By SEBNEM ARSU and SUSANNE FOWLER
Published : January 24, 2007
ISTANBUL, Jan. 23 - More than 50,000 mourners, including senior Turkish and Armenian officials in a rare display of unity, poured into the heart of Istanbul on Tuesday to bid farewell to Hrant Dink, the Turkish-Armenian journalist who was gunned down outside his offices last week, a death that many Turks hoped would be a catalyst for change.
The Armenian patriarch in Istanbul, Archbishop Mesrob Mutafyan, spoke out during Mr. Dink’s funeral against curbs on freedom of expression and encouraged the thaw in relations between Armenia and Turkey that has become evident since the slaying.
“It is unacceptable to judge and imprison someone because of his thoughts, let alone to kill him,” the archbishop said during the hourlong service at the Holy Mother of God Armenian Patriarchal Church. “It is mystical that his funeral turned into an occasion where Armenian and Turkish officials gathered together.”
Diplomatic relations between Turkey and Armenia were frozen and their border closed in 1993 after years of grievances, chiefly over the mass deaths of Armenians at Turkish hands in 1915, during World War I. Many scholars and most Western governments accept that more than a million Armenians died in what they describe as a genocide, but Turkey says that there were deaths on both sides and that they were an unfortunate result of the war. But on Tuesday, in what was widely regarded as an important symbolic step, Turkish and Armenian officials appeared at Mr. Dink’s funeral services.
Top Turkish officials - Deputy Prime Minister Mehmet Ali Sahin ; Interior Minister Abdulkadir Aksu ; the Istanbul governor, Muammer Guler ; and the head of the security forces, Celalettin Cerrah - were seated in the front row. Two generals were also present.
The Armenian deputy foreign minister, Arman Kirakossian, was seated behind the Turkish governmental officials, with Karen Mirzoyan, the permanent Armenian representative to the Organization of the Black Sea Economic Cooperation.
Religious leaders included the archbishop of the Armenian Church of America, Khajag Barsamian. Impressed by the strength of the public reaction to Mr. Dink’s death, Archbishop Barsamian said in an interview that “his soul will be in peace when he sees that his assassination created some positive steps between two countries.”
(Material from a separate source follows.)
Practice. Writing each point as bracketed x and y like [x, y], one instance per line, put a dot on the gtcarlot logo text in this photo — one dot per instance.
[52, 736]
Saban Disli, foreign relations officer of Turkey’s governing Justice and Development Party, agreed that public revulsion with the killing could improve relations.
“With the help of a supportive public opinion, the best approach to resolve conflicts between the two countries is to assess issues altogether, rather than considering them one by one in a deadlock,” Mr. Disli said. “The only obstacle that can hinder our good will to open the borders and re-establish dialogue with Armenia would be the destructive lobbying of the Armenian diaspora against Turkey.”
Earlier, with hundreds of police officers in riot gear and with traffic barred on the main thoroughfares, normally chaotic sections of Istanbul were subdued as ethereal Armenian music played from loudspeakers along Republic Avenue ; Turks of various ethnicities stood shoulder to shoulder, many in tears.
Many mourners waved circular placards reading “We are all Hrant Dink” in Turkish on one side and in Armenian on the other.
Still other signs read “Murderer 301,” a reference to the law under which scores of writers and intellectuals, including Mr. Dink and the Nobel Prize winner Orhan Pamuk, have been prosecuted in lawsuits filed by nationalists.
Mr. Pamuk was provided personal security by the police on Tuesday, the CNN Turk Web site reported. Mr. Pamuk was escorted by policemen in plainclothes as he left for a book fair in Egypt.
Mr. Pamuk has refused offers of personal security from authorities in the past, the Web site said.
Article 301, which criminalizes the act of insulting “Turkishness,” remains a roadblock to Turkish entry into the European Union, which is urging Turkey to amend it.
Prime Minister Recep Tayyip Erdogan has shown some willingness to have the law reworded, asking nongovernmental civic organizations late last year to come up with a draft to submit to Parliament. No single version has been agreed upon, but the killing of Mr. Dink seems certain to spur the debate.
During the march, an elderly woman of Armenian descent, crying on the street, said it was “important to remember that Turkey became a republic with our blood, too.” She asked not to be identified, saying she feared someone might shoot her, too.
The police said that Ogun Samast, 17, had confessed to shooting Mr. Dink and that he said he had been given the weapon by Yasin Hayal, a nationalist convicted in the bombing of a McDonald’s restaurant in 2004.
Mr. Hayal has been detained in connection with the Dink case. Both men are from Trabzon, on the Black Sea in far eastern Turkey, a city known as a nationalist stronghold.
One of the mourners, Nazli Ilicak, a journalist, said that while Muslim Turks felt a strong sense of shame at the killing of Mr. Dink, the government “will find it hard to turn this dynamism into a real step for peace with Armenia before the elections this year, especially in the shadow of increasing nationalism.”